Those kids are being used by anti-gun groups who are paying
to put them on the news and paint their signs, etc. Probably
writing their speeches, too. That is why they keep attacking
the NRA rather than coming up with new ideas or talking about
why the FBI and the BCSO failed to do their jobs.
I grew up in the country generally, and had a gun since about age 7, and we had so many we didn't even worry about some out in the barn rusting. I guess we had around 17 or so as I tried to remember a while back.
I don't think we had that bumber sticker "You'll have to pry my gun from my cold dead fingers." but I remember we admired and waved at those that did.
See?
Our pickup rack had a rifle or two in it normally, and usually there was a handgun on the floorboard.
Our prize gun was a 30-06 Norma Magnum, with a shells that looks sorta like a small artillery piece. Fun to shoot that cannon!
Get the picture of how I see guns?
Ok, consider this then:
As I opened the CT scan last week to read the next case, I was baffled. The history simply read “gunshot wound.” I have been a radiologist in one of the busiest trauma centers in the nation for 13 years, and have diagnosed thousands of handgun injuries to the brain, lung, liver, spleen, bowel, and other vital organs. I thought that I knew all that I needed to know about gunshot wounds, but the specific pattern of injury on my computer screen was one that I had seen only once before.
In a typical handgun injury that I diagnose almost daily, a bullet leaves a laceration through an organ like the liver. To a radiologist, it appears as a linear, thin, grey bullet track through the organ. There may be bleeding and some bullet fragments.
I was looking at a CT scan of one of the victims of the shooting at Marjory Stoneman Douglas High School, who had been brought to the trauma center during my call shift. The organ looked like an overripe melon smashed by a sledgehammer, with extensive bleeding. How could a gunshot wound have caused this much damage?
The reaction in the emergency room was the same. One of the trauma surgeons opened a young victim in the operating room, and found only shreds of the organ that had been hit by a bullet from an AR-15, a semi-automatic rifle which delivers a devastatingly lethal, high-velocity bullet to the victim. There was nothing left to repair, and utterly, devastatingly, nothing that could be done to fix the problem. The injury was fatal.
A year ago, when a gunman opened fire at the Fort Lauderdale airport with a 9mm semiautomatic handgun, hitting 11 people in 90 seconds, I was also on call. It was not until I had diagnosed the third of the six victims who were transported to the trauma center that I realized something out-of-the-ordinary must have happened. The gunshot wounds were the same low velocity handgun injuries as those I diagnose every day; only their rapid succession set them apart. And all six of the victims who arrived at the hospital that day survived.

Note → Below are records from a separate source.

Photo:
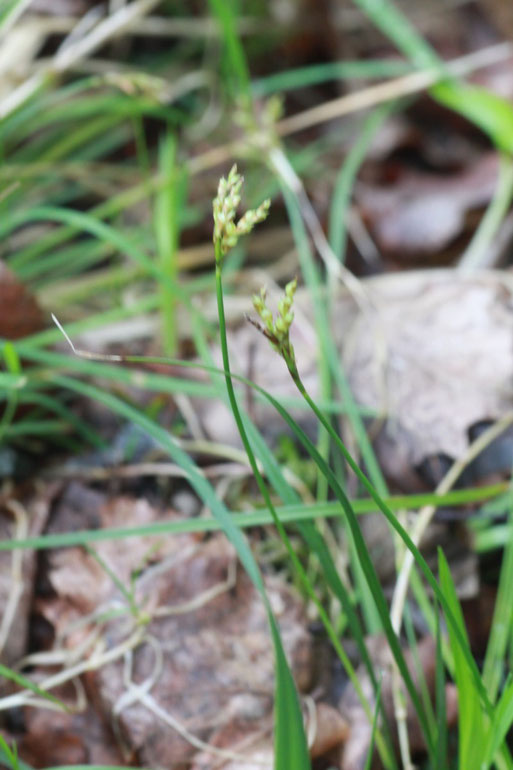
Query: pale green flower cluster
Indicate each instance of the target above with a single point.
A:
(226, 231)
(277, 330)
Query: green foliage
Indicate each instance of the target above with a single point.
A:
(95, 251)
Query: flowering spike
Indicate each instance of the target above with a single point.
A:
(277, 330)
(226, 232)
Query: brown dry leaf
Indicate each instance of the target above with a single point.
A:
(429, 340)
(205, 659)
(447, 344)
(20, 313)
(422, 213)
(54, 738)
(253, 749)
(353, 753)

Routine handgun injuries leave entry and exit wounds and linear tracks through the victim's body that are roughly the size of the bullet. If the bullet does not directly hit something crucial like the heart or the aorta, and they do not bleed to death before being transported to our care at a trauma center, chances are, we can save the victim. The bullets fired by an AR-15 are different; they travel at higher velocity and are far more lethal. The damage they cause is a function of the energy they impart as they pass through the body. A typical AR-15 bullet leaves the barrel traveling almost three times faster than, and imparting more than three times the energy of, a typical 9mm bullet from a handgun. An AR-15 rifle outfitted with a magazine with 50 rounds allows many more lethal bullets to be delivered quickly without reloading.
What I Saw Treating the Victims From Parkland Should Change the Debate on Guns
From this, I think that unlike a self-defense weapon that simply stops someone, this bullet is designed to reliably kill instead of only stopping. It's not for self-defense, like a shotgun or pistol -- which reliably defend, but instead this gun is intended to kill.
It's for war or murder, either. Not self-defense. People defend their homes, etc., with pistols and shotguns.
Brother, let me tell you, I don't trust the NRA anymore. They are lying, over and over, when they try to suggest that any gun laws is "trying to take our guns away". That's clear lying.
Don't side with lying. But more,
don't even allow it to appear as if you are -- this is the instruction to us as Christians in Paul's epistles, that we not even appear to be doing wrong.